The college, in Kotzebue, a settlement of 3,000 people, clings stubbornly to a gravel outcrop on the edge of the Chukchi Sea, where flat snow-covered tundra meets icy waters. Kotzebue is accessible by boat or air during three summer months; and by air, snow machine and sled in the winter. Residents, students, and faculty live peacefully without ordinary facilities such as a dry cleaner, saloons, discos, or a car dealership. There are more snow machines and dogs than cars in Kotzebue. The town includes an airstrip for bush pilots. People headed to the landfill must pause for incoming and outgoing planes the way most students in America pause at a stop sign, looking for approaching vehicles. An itinerant hairdresser visits once each month and folks desiring a haircut schedule appointments. Only in late June and July are seagoing barges able to deliver gasoline. [...]
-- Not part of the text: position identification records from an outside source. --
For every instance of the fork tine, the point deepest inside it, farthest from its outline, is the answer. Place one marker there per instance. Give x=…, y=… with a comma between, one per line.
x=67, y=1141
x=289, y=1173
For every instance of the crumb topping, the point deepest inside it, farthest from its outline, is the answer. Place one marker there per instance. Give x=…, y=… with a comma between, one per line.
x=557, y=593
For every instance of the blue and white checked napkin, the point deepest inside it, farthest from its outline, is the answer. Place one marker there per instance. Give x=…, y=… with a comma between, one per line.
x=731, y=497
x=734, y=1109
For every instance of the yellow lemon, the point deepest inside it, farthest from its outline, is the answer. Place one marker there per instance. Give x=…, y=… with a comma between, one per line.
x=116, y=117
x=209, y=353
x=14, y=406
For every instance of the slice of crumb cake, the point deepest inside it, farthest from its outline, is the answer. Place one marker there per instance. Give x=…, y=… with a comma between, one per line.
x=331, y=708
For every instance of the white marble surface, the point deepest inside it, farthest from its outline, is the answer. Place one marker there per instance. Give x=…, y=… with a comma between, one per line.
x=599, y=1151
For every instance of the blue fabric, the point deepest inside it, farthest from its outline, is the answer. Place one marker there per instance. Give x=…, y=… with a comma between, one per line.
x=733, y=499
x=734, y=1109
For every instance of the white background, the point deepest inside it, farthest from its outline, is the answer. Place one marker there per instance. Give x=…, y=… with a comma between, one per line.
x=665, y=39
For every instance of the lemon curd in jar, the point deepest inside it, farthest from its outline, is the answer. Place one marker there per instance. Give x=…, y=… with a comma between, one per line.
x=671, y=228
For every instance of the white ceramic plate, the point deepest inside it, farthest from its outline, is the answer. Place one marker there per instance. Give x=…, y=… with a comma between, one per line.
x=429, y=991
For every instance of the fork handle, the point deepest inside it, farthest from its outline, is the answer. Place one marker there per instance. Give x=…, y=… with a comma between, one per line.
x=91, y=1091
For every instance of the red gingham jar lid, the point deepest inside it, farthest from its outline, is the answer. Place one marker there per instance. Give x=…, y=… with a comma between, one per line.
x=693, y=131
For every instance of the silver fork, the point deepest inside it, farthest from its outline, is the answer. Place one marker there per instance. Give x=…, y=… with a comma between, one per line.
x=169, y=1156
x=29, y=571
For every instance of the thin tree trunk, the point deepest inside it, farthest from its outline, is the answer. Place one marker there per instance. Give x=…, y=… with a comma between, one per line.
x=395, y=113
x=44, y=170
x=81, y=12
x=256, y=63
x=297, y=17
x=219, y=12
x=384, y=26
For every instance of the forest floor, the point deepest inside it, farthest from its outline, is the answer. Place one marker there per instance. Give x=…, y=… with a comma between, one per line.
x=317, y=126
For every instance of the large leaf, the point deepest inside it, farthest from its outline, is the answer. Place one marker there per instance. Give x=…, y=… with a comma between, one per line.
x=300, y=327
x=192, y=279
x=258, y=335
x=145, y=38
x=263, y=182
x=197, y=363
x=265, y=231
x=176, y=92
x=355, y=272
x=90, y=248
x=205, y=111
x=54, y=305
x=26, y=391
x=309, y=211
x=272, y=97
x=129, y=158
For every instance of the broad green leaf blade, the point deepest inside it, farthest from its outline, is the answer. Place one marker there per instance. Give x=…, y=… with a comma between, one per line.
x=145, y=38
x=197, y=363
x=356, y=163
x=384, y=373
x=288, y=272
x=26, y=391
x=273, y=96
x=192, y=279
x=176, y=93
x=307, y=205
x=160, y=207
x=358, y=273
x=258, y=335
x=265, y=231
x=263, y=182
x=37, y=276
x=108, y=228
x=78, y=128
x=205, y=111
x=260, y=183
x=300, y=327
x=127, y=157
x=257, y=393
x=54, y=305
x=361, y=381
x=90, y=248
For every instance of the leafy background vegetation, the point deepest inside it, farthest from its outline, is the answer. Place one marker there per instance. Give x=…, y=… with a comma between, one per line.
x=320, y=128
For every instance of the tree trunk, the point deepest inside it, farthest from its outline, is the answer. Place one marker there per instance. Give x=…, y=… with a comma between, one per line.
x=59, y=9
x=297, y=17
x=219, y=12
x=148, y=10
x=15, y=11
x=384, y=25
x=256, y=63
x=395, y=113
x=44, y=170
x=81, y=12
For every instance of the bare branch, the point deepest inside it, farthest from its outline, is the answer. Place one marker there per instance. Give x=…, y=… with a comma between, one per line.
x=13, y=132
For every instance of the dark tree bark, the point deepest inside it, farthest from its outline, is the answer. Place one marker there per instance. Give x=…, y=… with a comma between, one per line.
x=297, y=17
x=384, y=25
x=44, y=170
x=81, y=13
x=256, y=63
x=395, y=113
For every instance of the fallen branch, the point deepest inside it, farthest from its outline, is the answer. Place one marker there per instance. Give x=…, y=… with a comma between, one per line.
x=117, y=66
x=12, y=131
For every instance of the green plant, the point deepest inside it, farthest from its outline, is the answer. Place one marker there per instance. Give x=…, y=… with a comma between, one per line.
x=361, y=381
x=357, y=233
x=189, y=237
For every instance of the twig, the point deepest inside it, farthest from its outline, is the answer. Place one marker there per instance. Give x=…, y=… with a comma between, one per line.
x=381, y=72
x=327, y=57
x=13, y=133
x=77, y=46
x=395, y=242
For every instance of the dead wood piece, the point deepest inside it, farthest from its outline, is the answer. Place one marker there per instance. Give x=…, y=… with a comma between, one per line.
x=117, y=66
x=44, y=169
On the graduation platform, as caribou meander outside, each graduate tells a story, each becoming a commencement speaker. Some depict amazing journeys through time and distance. Words are also spoken by students born into a U.S. territory, prior to Alaska statehood in 1959. There are palpable signs of relief and joy about obtaining degrees, even as the changing physical environment forebodes a warning more immediate than the tight job market.